Sometimes, too, therapists are so uncomfortable with what you’re saying, or so unable to relate, that instead of focusing on your needs as a client they try to steer the conversation to a place where they feel more secure. This is why I stopped seeing my last therapist. In one of my last sessions with her, I said I was trying to come to terms with the fact that I’d probably never have children of my own. She asked me why I thought that was true. I said I was forty-six and not getting any younger, my menstrual cycle had simply stopped and no one would look into it despite my strong feelings that it wasn’t normal, that I was depressed and poor and my sex life was practically nonexistent. She said, “Well, those are all valid reasons.

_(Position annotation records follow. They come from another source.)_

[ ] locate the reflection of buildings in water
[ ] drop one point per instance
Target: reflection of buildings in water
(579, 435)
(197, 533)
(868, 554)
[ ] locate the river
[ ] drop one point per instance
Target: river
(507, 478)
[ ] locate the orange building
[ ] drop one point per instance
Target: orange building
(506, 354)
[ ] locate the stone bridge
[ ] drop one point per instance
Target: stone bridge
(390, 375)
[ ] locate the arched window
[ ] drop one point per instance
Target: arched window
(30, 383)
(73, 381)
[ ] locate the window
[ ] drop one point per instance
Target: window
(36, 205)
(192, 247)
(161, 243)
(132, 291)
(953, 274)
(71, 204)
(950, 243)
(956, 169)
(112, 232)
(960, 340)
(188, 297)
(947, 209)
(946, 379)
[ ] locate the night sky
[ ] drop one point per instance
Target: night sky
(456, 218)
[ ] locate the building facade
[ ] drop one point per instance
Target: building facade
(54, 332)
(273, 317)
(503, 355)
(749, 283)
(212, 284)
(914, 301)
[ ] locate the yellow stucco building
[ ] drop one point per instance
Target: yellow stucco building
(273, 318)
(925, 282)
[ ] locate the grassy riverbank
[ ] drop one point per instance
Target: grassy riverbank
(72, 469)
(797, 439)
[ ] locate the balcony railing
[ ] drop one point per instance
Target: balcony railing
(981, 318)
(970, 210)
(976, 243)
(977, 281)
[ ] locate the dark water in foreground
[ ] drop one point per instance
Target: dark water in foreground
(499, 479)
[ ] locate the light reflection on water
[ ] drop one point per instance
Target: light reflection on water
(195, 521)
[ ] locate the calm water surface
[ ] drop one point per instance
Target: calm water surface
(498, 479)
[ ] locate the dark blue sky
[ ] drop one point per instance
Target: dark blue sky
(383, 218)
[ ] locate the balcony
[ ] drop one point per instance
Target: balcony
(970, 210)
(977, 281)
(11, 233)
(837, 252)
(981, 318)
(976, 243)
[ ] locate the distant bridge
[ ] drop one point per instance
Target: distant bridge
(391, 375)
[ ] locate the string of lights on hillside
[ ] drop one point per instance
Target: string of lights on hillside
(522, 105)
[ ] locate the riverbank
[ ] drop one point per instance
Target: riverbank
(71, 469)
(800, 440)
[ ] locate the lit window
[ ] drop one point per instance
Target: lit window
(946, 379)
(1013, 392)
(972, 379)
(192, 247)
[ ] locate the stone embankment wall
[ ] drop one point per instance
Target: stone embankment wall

So, how are you doing on the financial front?” It felt like a slap in the face. And I knew without a doubt that she, a super fertile mother of four kids, had no idea what I was going through and could no more relate than walk on the moon. I’d been dissatisfied with our meetings for a while. That was the last straw.

I’ve been seeing my current therapist for almost a year, and she’s been there all the way. In setting up my treatment plan (which, by the way, is something I never had before, or at least something no practitioner ever shared with me), I mentioned my trouble with childlessness. She said, “Sounds like you have grief over that.” Nailed it in one go. One of our first sessions, I was trying to describe my eating disorder being about a need for something I had a hard time articulating. She suggested, “Control?” I said, “No, not that,” and she said okay, and that was the end of it. She waited for me to find it instead of putting words into my mouth or slapping on a convenient label. She lets me lead, and lends a shoulder when I need one. She believes I’m intelligent and articulate. She doesn’t talk down to me, or tell me my experience is impossible. When she suggests something I know doesn’t work and I tell her so, she doesn’t say I haven’t done it right or need to do it more. She respects my right to say, “Not now,” or flat out “No.” She’s been there all the way, and I feel safer with her than I’ve ever felt with a mental health practitioner. I can be real. I don’t have to evaluate every topic to determine whether that’s somewhere she can go. I can do my own work, because I’m not additionally saddled with doing hers.

Some of this may be possible because of my own personal growth. Last year, in this post, I said,

In over thirty years of trying to get support and help for my condition, I have been smarter and more knowledgeable about my experience than 100% of the mental health professionals to whom I’ve turned.

Once I owned that as fact, I vowed I would be up front about it if I ever went back into treatment, and when I did my intake at Mental Health this time around, I looked the social worker straight and the eye and said, “I am smarter than you. It’s likely I’m smarter than everyone in this building.” This is not something I would have been able to do before a few years ago.

That social worker said, “Okay. I believe you.” And now she’s my therapist.

When I went back to Mental Health, I didn’t intend to do therapy at all. I just wanted my medication managed. I’m glad, that one time, she talked me into changing my mind.

What Has Happened, What I Knew, What I Learned

When I was a preschooler, because my mom worked, she arranged for another woman to look after me in the afternoons, until my mom could pick me up. This woman, Mrs. O, had a little boy about my age. We played together and mostly had a good time.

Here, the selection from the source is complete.